Um tour pelos Emirados Sáderes
17:41 | 29/01/09 | Rodrigo AlvaresTrechos do artigo de Eugênio Bucci publicado hoje no Estadão e que vem no ensejo de algo do qual me chamou a atenção nos últimos dias:
O Estado-anunciante
“Há duas semanas, nesse mesmo espaço, escrevi sobre o aumento das verbas públicas no mercado publicitário e chamei a atenção para os riscos que isso traz à democracia. Mais agressivo a cada dia, refeito em anunciante, assedia os veículos de imprensa com dinheiros poderosos. Para jornais e emissoras menores, mais vulneráveis, aparece como poder de cooptação, num convite sutil para que eles atenuem suas linhas editoriais e, assim, não comprometam seu faturamento. (…)
Está surgindo entre nós o Leviatã publicitário: o Estado-anunciante. (…) E quanto ao Estado-anunciante, que usa dinheiro público para promover a imagem de quem governa? Quem vai estudá-lo? Quem vai limitá-lo?”

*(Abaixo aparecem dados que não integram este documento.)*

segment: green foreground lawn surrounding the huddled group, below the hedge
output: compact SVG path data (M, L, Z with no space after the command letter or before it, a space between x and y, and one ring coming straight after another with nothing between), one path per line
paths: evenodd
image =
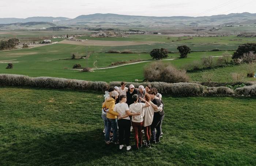
M104 144L102 101L0 87L0 165L256 165L256 98L163 96L161 143L129 152Z

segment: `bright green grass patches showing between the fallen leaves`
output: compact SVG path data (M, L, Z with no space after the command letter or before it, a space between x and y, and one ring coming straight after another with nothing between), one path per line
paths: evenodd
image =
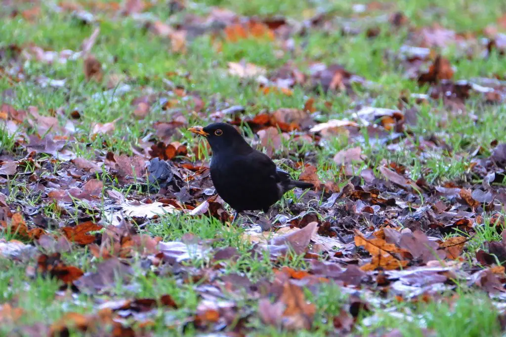
M86 5L86 2L82 3ZM179 14L171 15L168 6L164 4L164 2L159 2L149 12L170 22L182 20ZM7 76L2 76L0 77L0 92L8 89L15 90L15 95L6 99L6 103L13 105L16 109L26 110L29 106L36 106L41 115L54 116L57 115L55 111L63 108L64 118L59 117L62 121L61 126L64 125L63 120L66 120L73 111L78 111L80 119L74 121L77 130L74 134L76 141L71 143L71 147L77 156L93 159L96 158L97 153L106 152L132 155L132 145L136 145L139 139L151 133L156 134L153 123L170 121L177 110L183 112L188 124L206 122L192 113L194 104L171 93L170 97L178 100L173 110L162 110L155 105L147 118L140 121L133 118L135 108L131 103L135 98L150 91L166 93L172 90L164 79L170 80L174 86L180 85L188 90L199 92L206 107L215 105L210 108L210 112L220 110L218 107L223 104L242 105L246 107L248 115L255 115L264 110L273 111L281 107L304 107L308 95L303 89L294 89L291 96L260 93L257 84L227 75L228 62L244 60L265 67L269 71L281 67L289 60L303 70L308 69L308 60L325 64L338 63L348 71L375 82L372 90L357 87L357 100L352 100L343 93L315 95L315 106L322 111L318 117L321 121L351 118L352 111L363 102L375 107L397 109L402 93L427 93L428 91L427 87L420 87L415 81L407 79L402 65L385 58L386 52L398 53L409 35L409 30L403 27L392 33L387 23L371 24L372 21L365 18L365 15L354 11L356 4L351 2L207 0L191 4L192 6L189 6L187 11L196 14L208 13L210 6L220 6L244 15L265 17L279 14L298 20L309 19L320 11L326 11L333 13L338 20L352 21L360 27L377 26L381 33L378 37L370 39L365 30L355 35L343 35L338 30L314 29L304 36L294 37L297 48L292 55L283 52L277 42L263 39L244 39L238 43L224 42L221 51L218 51L209 35L202 35L188 40L188 52L180 55L171 52L170 41L143 29L139 22L130 17L110 20L107 14L98 13L96 14L97 22L87 25L80 23L69 13L55 13L49 5L43 4L41 14L34 22L20 17L2 17L0 48L10 44L20 46L33 44L43 47L46 51L60 52L66 49L77 51L80 49L81 42L91 35L94 28L100 28L100 35L93 53L102 63L106 78L111 74L121 74L123 80L106 90L104 83L85 81L82 59L68 60L64 64L26 61L23 64L26 79L14 83ZM412 26L422 27L437 23L448 29L455 29L457 32L474 32L478 37L488 24L496 22L500 14L506 12L501 0L486 0L479 4L470 0L446 2L398 0L392 5L408 17ZM381 11L378 13L381 14ZM455 79L496 75L504 78L506 75L506 62L497 53L492 53L488 58L473 57L471 59L462 58L461 51L457 49L444 49L442 53L452 64L457 64ZM0 60L0 66L7 66L2 62L5 61ZM42 87L36 82L40 76L65 79L65 86L62 88ZM130 85L130 90L120 94L118 91L123 84ZM326 103L331 104L331 108L328 108ZM479 123L468 116L447 116L446 108L442 103L440 105L412 103L411 107L419 111L419 121L412 128L413 133L417 136L437 135L452 149L451 153L435 150L427 157L421 158L410 148L391 151L384 146L362 143L360 146L367 157L364 165L378 167L384 160L396 162L408 168L408 174L412 179L424 177L429 183L438 184L467 177L470 165L468 154L472 149L481 146L485 153L489 153L489 145L493 140L499 143L506 141L506 132L503 128L506 123L506 106L504 105L483 105L478 100L468 101L465 109L469 113L478 115ZM118 121L112 133L100 135L92 133L93 123L108 123L115 120ZM26 122L25 124L28 126ZM28 134L35 132L35 129L36 126L26 128ZM190 155L193 154L191 148L195 145L195 139L190 133L178 131L172 140L186 143ZM329 158L340 150L357 146L349 143L349 140L346 136L338 137L328 141L322 149L317 149L315 163L318 164L318 175L322 180L343 183L340 179L339 168L329 163ZM414 141L419 142L419 139L414 139ZM13 155L15 147L16 136L10 134L5 127L0 127L0 155ZM275 151L275 157L285 156L286 150L289 150L289 157L296 160L300 155L314 149L311 149L309 145L299 146L294 139L283 140L281 149ZM37 160L41 162L44 158L39 157ZM57 172L58 163L54 164L54 171L48 171L48 175ZM26 172L34 171L30 165L27 162ZM115 188L129 194L142 193L136 187L121 186L105 172L100 174L99 179L104 181L104 186L107 188ZM37 191L30 189L26 179L0 182L0 187L9 192L10 201L24 200L32 207L39 203L40 195ZM288 194L286 198L293 200L296 196ZM76 210L79 209L79 204L76 203L74 207ZM104 204L102 203L98 208L103 210ZM41 212L56 223L68 221L68 218L61 216L62 210L57 203L43 206ZM471 251L482 248L483 243L488 240L499 239L493 230L495 227L488 226L487 221L488 219L485 220L485 226L479 227L480 229L471 240L469 246ZM237 239L237 237L242 237L244 229L224 227L213 218L166 215L157 223L148 223L144 232L152 236L161 236L164 241L180 240L186 233L193 233L204 240L219 238L220 240L213 244L214 247L234 247L239 252L238 260L229 263L225 268L226 272L243 273L252 280L266 275L272 278L273 268L289 266L304 269L306 267L302 258L295 255L278 263L274 263L268 255L262 259L252 256L249 252L251 244ZM16 237L8 232L3 232L2 235L7 240ZM93 266L87 254L86 251L75 250L68 253L64 259L85 271L92 271ZM208 259L193 259L189 263L197 267L206 267ZM118 288L114 295L125 298L156 298L163 294L170 294L181 308L174 312L175 317L180 318L186 317L187 312L193 312L197 307L198 294L195 292L194 284L178 284L172 275L157 277L153 273L137 270L134 283L137 285L135 291ZM14 301L18 307L22 308L27 314L22 317L21 324L55 321L65 312L91 313L93 311L95 303L84 295L79 295L72 301L65 301L63 306L62 300L55 296L60 285L55 280L40 276L30 279L25 275L24 265L0 258L0 303ZM339 313L340 303L343 303L345 297L346 295L340 292L339 287L329 286L320 290L317 297L312 298L318 308L315 323L317 335L326 335L333 330L330 319ZM255 307L256 304L244 302L242 305ZM392 315L392 308L405 316ZM395 304L395 307L378 306L373 317L363 317L359 320L356 332L366 336L377 331L378 328L385 331L399 328L404 335L421 336L423 335L421 328L426 327L434 329L440 336L498 335L497 315L498 311L490 300L481 294L468 292L461 294L451 305L441 304L441 302L427 305L401 302ZM156 335L167 333L166 319L161 313L156 317L153 328ZM315 335L304 331L293 334L280 331L274 327L267 327L260 321L253 321L252 324L258 331L257 335ZM12 328L12 325L0 324L2 333L8 334ZM191 328L183 330L174 327L171 333L192 335L196 332Z

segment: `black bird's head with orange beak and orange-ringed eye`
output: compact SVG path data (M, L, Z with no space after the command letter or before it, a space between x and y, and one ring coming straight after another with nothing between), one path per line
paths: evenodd
M213 123L205 127L194 126L188 130L204 136L209 142L213 154L224 150L251 149L241 134L227 123Z

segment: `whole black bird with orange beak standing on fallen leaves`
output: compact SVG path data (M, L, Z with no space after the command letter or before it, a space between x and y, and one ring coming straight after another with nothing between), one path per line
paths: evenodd
M213 123L188 129L207 138L213 158L211 179L220 197L236 213L263 210L264 213L290 189L311 188L312 183L292 180L265 154L249 146L230 124Z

A resposta claro, passa ao largo e chega a ser uma utopia começar a pensar nela. Se a TV Brasil é um fiasco completo, o que sobra para os “independentes”? Porque não são só os blogs que apoiam a desgovernadora Yeda Crusius que deitam e rolam com dinheiro público.

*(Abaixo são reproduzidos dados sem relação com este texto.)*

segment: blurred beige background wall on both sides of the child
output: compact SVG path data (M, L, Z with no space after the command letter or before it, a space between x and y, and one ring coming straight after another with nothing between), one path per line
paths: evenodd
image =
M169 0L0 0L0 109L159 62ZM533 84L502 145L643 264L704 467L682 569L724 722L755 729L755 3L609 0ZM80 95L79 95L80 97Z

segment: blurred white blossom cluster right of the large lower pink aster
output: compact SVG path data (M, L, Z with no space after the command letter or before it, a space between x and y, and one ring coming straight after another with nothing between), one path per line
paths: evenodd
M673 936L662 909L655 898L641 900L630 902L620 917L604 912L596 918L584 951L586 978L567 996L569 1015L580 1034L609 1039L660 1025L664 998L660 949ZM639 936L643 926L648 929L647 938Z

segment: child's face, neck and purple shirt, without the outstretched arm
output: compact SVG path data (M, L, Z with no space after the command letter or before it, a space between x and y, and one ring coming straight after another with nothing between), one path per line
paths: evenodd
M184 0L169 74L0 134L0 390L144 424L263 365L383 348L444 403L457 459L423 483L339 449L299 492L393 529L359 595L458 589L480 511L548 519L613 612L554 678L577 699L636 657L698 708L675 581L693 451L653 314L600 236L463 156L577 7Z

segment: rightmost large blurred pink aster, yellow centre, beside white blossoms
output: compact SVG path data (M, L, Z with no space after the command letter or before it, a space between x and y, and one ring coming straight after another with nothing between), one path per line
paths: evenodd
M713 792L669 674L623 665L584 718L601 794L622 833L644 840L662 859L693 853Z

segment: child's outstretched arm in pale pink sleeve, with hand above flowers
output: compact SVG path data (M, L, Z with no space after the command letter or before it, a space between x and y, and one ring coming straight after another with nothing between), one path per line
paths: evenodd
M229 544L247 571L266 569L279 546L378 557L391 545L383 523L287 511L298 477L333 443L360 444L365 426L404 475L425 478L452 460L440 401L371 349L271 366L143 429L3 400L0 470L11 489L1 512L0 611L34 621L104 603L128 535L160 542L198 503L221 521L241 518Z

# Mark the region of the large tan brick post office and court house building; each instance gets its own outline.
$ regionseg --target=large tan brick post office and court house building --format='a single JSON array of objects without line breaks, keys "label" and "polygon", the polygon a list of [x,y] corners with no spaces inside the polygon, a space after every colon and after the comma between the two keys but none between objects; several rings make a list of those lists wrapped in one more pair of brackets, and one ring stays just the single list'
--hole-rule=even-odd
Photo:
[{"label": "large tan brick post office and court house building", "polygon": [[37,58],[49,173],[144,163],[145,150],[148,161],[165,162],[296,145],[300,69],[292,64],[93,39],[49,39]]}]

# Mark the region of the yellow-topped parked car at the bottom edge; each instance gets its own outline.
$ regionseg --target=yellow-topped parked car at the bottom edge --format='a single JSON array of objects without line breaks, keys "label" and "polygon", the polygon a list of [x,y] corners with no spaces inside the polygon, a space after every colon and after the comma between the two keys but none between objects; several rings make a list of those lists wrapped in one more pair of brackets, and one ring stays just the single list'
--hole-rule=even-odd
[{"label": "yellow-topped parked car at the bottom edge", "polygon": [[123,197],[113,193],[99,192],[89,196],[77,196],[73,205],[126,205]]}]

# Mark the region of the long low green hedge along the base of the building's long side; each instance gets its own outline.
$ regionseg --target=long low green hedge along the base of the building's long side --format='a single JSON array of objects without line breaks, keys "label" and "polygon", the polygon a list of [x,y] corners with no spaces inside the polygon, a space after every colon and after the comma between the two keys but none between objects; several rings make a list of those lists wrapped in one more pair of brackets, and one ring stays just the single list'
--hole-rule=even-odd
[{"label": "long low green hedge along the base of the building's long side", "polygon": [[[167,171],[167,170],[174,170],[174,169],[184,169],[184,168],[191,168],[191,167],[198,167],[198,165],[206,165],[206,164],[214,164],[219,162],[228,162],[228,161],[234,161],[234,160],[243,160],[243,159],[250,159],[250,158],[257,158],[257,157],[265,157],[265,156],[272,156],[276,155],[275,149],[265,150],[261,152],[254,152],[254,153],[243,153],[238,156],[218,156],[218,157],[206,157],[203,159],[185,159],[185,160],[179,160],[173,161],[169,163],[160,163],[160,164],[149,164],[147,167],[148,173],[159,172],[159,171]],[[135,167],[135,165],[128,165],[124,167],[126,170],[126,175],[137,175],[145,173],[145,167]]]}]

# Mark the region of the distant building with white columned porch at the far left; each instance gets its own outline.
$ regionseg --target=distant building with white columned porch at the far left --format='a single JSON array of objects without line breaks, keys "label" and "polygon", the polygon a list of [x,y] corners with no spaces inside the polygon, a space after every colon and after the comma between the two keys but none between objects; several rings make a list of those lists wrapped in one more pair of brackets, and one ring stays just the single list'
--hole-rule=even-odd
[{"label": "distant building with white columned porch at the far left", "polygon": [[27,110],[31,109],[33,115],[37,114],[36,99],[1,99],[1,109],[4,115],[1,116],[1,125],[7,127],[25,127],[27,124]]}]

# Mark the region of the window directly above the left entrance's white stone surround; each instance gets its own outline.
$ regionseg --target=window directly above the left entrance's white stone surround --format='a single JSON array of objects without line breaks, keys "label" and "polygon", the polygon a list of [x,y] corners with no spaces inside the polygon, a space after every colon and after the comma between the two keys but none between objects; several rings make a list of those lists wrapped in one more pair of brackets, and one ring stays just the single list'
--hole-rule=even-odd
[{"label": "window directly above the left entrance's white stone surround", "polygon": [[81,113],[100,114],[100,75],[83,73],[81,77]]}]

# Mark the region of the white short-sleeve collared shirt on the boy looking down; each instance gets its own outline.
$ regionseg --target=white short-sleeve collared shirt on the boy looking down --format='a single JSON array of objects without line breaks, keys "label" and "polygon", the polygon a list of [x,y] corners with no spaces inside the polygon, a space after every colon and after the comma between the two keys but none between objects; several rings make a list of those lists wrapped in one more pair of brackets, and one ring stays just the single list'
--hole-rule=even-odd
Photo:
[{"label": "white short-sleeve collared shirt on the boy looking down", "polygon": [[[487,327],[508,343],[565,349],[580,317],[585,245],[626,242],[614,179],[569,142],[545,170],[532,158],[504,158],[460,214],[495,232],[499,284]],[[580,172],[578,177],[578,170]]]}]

Enquanto alguns são sustentados por banners do Banrisul e da Assembléia Legislativa, outros deixaram de ser bestas e respondem a uma fatia bem mais lucrativa: a do entretenimento.



“Me desapropia do Epcot Center, joga no chão e me chama de Minnie”

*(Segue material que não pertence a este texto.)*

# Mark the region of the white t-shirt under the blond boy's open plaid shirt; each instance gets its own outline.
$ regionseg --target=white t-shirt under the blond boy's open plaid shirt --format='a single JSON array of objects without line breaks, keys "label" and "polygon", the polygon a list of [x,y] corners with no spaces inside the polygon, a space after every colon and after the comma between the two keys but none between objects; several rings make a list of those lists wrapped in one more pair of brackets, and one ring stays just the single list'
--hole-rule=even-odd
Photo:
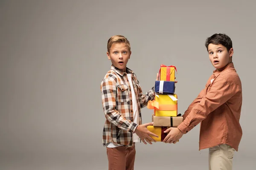
[{"label": "white t-shirt under the blond boy's open plaid shirt", "polygon": [[[132,84],[132,80],[131,80],[131,74],[127,74],[128,76],[128,81],[131,87],[131,97],[132,97],[132,109],[133,109],[133,113],[134,113],[134,123],[136,123],[137,125],[139,125],[139,111],[138,111],[138,105],[137,105],[137,99],[136,99],[136,95],[134,92],[134,88],[133,88],[133,84]],[[140,137],[136,134],[133,133],[133,142],[140,142]],[[122,146],[121,144],[114,144],[114,143],[110,143],[108,144],[107,147],[118,147],[118,146]]]}]

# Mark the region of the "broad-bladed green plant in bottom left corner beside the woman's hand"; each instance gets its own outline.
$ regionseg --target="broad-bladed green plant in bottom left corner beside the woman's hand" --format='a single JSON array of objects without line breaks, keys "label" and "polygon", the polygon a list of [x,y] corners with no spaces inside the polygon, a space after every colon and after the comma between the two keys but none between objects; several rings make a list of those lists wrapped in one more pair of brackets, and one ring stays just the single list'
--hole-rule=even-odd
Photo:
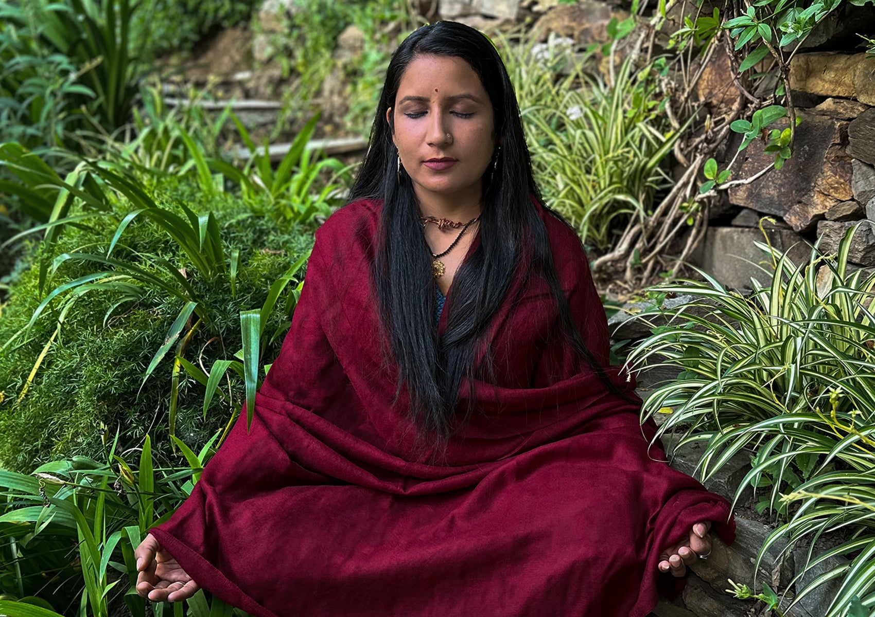
[{"label": "broad-bladed green plant in bottom left corner beside the woman's hand", "polygon": [[[87,457],[52,461],[31,475],[0,469],[0,495],[7,500],[0,506],[0,592],[5,594],[0,611],[58,617],[61,604],[75,603],[76,614],[87,614],[88,607],[88,614],[101,617],[122,600],[131,615],[144,617],[147,601],[135,589],[134,550],[151,527],[165,521],[191,494],[218,447],[218,437],[214,434],[199,454],[177,439],[185,457],[182,466],[172,461],[156,465],[149,435],[137,448],[139,464],[132,466],[124,454],[116,454],[116,433],[104,449],[105,463]],[[68,540],[73,540],[75,561],[66,550],[49,551]],[[46,572],[69,577],[66,595],[52,593],[51,602],[43,597],[41,575]],[[11,581],[10,588],[5,581]],[[18,600],[9,600],[10,594]],[[153,614],[163,613],[163,606],[151,604]],[[215,613],[231,613],[221,600],[213,604]],[[203,592],[188,600],[188,606],[195,617],[214,614]]]}]

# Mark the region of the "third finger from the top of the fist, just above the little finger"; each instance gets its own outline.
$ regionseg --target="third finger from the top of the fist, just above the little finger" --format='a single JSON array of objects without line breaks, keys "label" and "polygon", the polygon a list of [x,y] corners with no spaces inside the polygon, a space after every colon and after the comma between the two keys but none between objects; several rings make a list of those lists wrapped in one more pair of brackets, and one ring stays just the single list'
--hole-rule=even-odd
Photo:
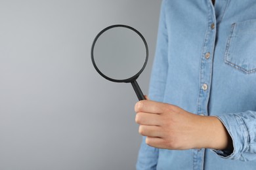
[{"label": "third finger from the top of the fist, just above the little finger", "polygon": [[140,135],[147,137],[162,137],[161,127],[159,126],[146,126],[140,125],[139,127]]}]

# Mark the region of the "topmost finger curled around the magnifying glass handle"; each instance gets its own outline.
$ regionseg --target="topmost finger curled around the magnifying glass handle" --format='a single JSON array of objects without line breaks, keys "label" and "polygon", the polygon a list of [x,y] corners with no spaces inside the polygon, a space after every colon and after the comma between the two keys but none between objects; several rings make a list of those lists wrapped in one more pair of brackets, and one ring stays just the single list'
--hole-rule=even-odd
[{"label": "topmost finger curled around the magnifying glass handle", "polygon": [[165,103],[160,103],[156,101],[142,100],[136,103],[135,112],[149,112],[149,113],[160,114],[163,112],[163,107],[165,105],[166,105]]}]

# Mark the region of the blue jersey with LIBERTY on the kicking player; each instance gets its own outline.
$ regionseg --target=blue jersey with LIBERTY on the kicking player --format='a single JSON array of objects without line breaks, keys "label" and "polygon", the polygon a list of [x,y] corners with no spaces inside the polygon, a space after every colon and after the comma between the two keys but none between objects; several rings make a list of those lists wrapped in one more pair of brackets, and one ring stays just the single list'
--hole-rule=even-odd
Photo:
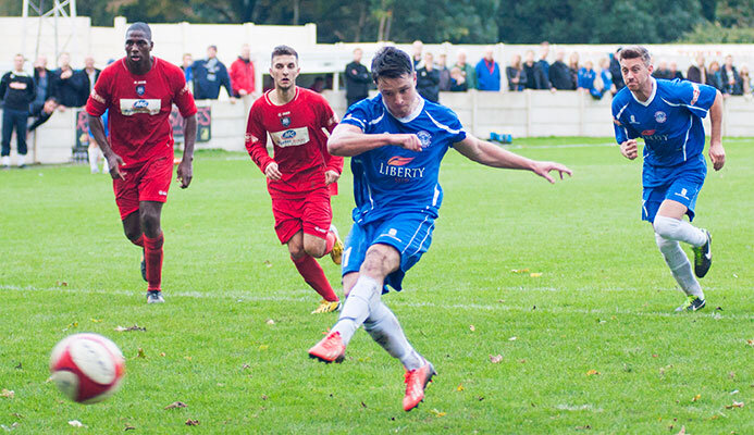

Neste verão, alguns blogueiros do Bovinão aproveitam a última semana de janeiro em Belém, onde ocorre o Fórum Social Mundial. Os baluartes da “mídia independente” estão se divertindo na Disneylândia jurássica a serviço da Agência Carta Maior, famosa por bancar longas viagens de estudantes e jornalistas para coberturas de eventos de esquerda.
Há poucos anos, bancou a ida de estudantes de jornalismo de Porto Alegre à Venezuela, com tudo pago, para realizar uma “cobertura isenta” do FSM. Até aí tudo bem, não fosse a Carta Maior o veículo mais chapa-branca do Brasil, bancado por centenas de anúncios do governo federal, via Ministério do Desenvolvimento Agrário.
Não há problema em lincar dois blogs porque seus autores publicaram e admitiram o passeio. Espero que, na volta, eles contem quanto custou a brincadeira para os contribuintes do país inteiro, pois acredito na boa vontade deles.
Até porque não adianta nada fazer pose na província contra a desgovernadora, RBS e alhures para ir ao outro lado do país surfar na marola e pagar de isento, como se tudo estivesse bem.